As previsões são alarmantes para os próximos três meses

 Além destas análises do que já vem ocorrendo desde o início do ano, a equipe do LASA-UFRJ elaborou uma previsão preocupante do cenário de seca e incêndios para os próximos três meses no Pantanal.

  • De julho a setembro, esperam-se temperaturas acima da média e precipitação abaixo do normal. A partir de julho haverá o desenvolvimento das condições do fenômeno La Niña, que pode favorecer a ocorrência de seca, ondas de calor e incêndios no Pantanal, conforme ocorreu em 2020;
  • Quanto às condições meteorológicas, nos meses de julho a setembro de 2024, a temperatura do ar próximo à superfície ultrapassará 2ºC acima da média e a precipitação tem grandes chances de permanecer abaixo do esperado dentro da série histórica (1991-2016) (dados baseados nas análises do European Centre for Medium-Range Weather Forecasts – ECMWF).

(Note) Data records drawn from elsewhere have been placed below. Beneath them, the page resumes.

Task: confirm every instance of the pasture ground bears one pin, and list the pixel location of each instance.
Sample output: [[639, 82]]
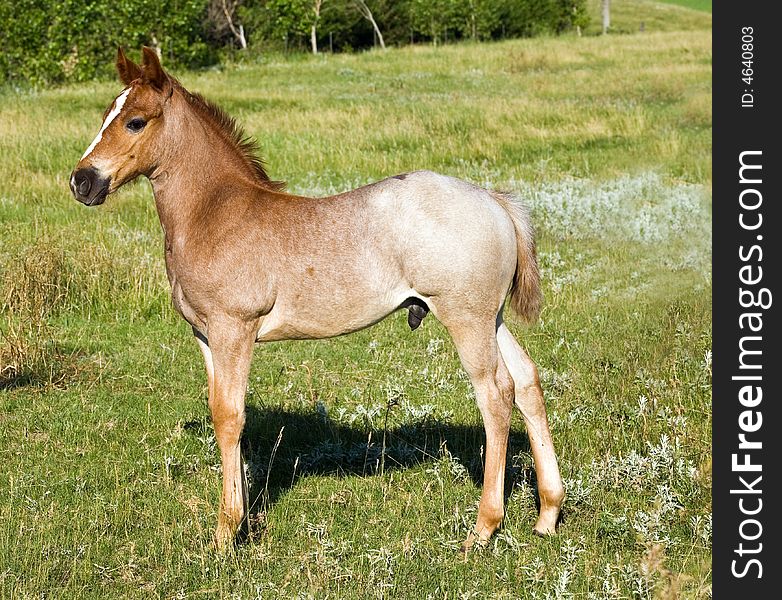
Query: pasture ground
[[109, 476]]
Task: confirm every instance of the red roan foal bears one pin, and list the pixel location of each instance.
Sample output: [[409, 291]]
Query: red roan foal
[[250, 263]]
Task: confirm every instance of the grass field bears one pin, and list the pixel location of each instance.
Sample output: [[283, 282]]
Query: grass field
[[109, 476]]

Se as condições climáticas atuais se mantiverem nos próximos meses, a probabilidade de que ultrapassemos o número de 2 milhões de hectares consumidos pelo fogo até o final do ano é de 92% e de passar de 3 milhões, é de 80%.

Onde está o fogo?

Apesar de o fogo estar muito intenso, os focos permanecem, até o momento, muito concentrados na porção sudoeste do Pantanal, na região de Corumbá, MS, ao longo dos rios Paraguai e do Paraguai Mirim. Estas regiões são, historicamente, mais habitadas e com mais circulação de embarcações.

Analisando os mapas a seguir, podem-se relacionar as áreas que mais alagam no bioma com as áreas com mais focos de incêndio.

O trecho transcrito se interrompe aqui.